Here is an example for meta.json:

{
    "name": "try_algo1",
    "resource_spec": {
        "client1": {
            "num_gpus": 1,
            "mem_per_gpu_in_GiB": 1
        },
        "client2": {
            "num_gpus": 1,
            "mem_per_gpu_in_GiB": 1
        }
    },
    "deploy_map": {
        "hello-numpy-sag-server": [
            "server"
        ],
        "hello-numpy-sag-client": [
            "client1",
            "client2"
        ],
        "hello-numpy-sag-client3": [
            "client3"
        ]
    },
    "min_clients": 2,
    "mandatory_clients": [
        "client1",
        "client2"
    ]
}

Pay attention to the following:

  • name: user provided name for the job

  • resource_spec: resources required to perform this job at each site

  • deploy_map: what apps go to which sites (see Deploy Map)

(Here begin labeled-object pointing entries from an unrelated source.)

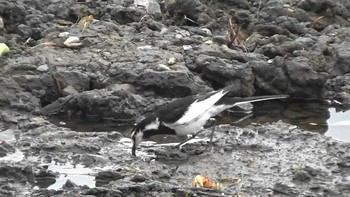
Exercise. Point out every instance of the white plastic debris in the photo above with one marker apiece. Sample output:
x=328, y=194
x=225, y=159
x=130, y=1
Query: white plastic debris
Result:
x=187, y=47
x=73, y=41
x=63, y=34
x=4, y=49
x=43, y=68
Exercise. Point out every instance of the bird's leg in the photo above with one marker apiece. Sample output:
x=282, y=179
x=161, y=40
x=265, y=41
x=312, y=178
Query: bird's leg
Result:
x=192, y=137
x=213, y=123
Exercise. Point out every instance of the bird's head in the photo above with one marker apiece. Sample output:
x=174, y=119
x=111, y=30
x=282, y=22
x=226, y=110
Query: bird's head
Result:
x=143, y=129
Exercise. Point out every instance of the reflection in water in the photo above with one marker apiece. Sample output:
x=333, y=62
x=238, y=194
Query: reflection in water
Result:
x=310, y=115
x=78, y=174
x=339, y=125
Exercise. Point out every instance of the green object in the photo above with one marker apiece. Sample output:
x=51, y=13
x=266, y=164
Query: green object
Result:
x=4, y=49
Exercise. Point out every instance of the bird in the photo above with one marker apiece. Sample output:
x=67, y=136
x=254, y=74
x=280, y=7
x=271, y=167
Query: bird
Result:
x=189, y=114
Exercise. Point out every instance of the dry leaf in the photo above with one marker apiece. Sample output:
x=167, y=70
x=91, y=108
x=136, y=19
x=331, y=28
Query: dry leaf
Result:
x=202, y=181
x=85, y=20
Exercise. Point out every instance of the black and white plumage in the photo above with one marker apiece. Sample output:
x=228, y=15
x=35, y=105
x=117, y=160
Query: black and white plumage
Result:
x=188, y=115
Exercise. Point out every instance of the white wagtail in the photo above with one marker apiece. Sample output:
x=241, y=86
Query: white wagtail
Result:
x=188, y=115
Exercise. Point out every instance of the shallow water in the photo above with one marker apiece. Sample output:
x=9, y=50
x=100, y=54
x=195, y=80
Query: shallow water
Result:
x=312, y=116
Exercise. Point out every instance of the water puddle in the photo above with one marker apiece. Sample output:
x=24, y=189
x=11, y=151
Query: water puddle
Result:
x=339, y=125
x=78, y=174
x=17, y=156
x=312, y=116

  • min_clients: minimum clients required for this job

  • mandatory_clients: mandatory clients required for this job

The system also keeps additional information about the job such as:

  • Submitter name

  • Time of submission

  • Current status of the job (submitted, approved, running, completed, etc.)

  • Location of the final result

Resources

For a job to be runnable, the system must have sufficient resources: all relevant sites of the job must be able to support the job’s specified resource requirements. Since resource is a generic concept - anything could be regarded as a resource - NVIDIA FLARE 2.1.0 itself does not define any specific resources. Instead, NVIDIA FLARE provides a general framework for resource definition and interpretation.

Deploy Map

The deploy_map is a map of which apps in the job being uploaded will be deployed to which FL client sites. Back in NVIDIA FLARE before 2.1.0, the admin command “deploy_app” was used to manually perform app deployment with the option to specify which sites to deploy to. Because the JobRunner now automatically picks up and handles the deployment and running of apps, it needs information about which sites each app should be deployed to, and it gets it from the deploy_map section of meta.json.

Each app specified in the deploy_map must be included in the job being uploaded as an app folder directly in the job folder with meta.json.

There is only one server, and only one app can be deployed to it for the Job, so “server” can appear only once in the deploy_map.

The deploy_map cannot be empty, so the following is not allowed:

"deploy_map": {}

When specified as a site name, “@ALL” carries a special meaning of all sites to deploy to. If “@ALL” is used, there should be no other apps being deployed to the sites. This means the following example of deploy_map is not allowed:

"deploy_map": {
    "app1": ["@ALL"], "app2": ["site-1"]
}

If an empty list of sites is specified for an app in the deploy_map, then that app is to be deployed to no sites, and no validation is done other than checking that the folder exists. This is the case for “app2” in the following valid example of deploy_map for a job containing app1 and app2:

"deploy_map": {
    "app1": ["@ALL"], "app2": []
}

Resource-less Jobs

Similarly, for simple FL jobs or in POC mode, resources are not a concern. In this case, the resource spec can be omitted from the job definition. The FL client always answers “Yes” when asked whether it can run a job without required resources.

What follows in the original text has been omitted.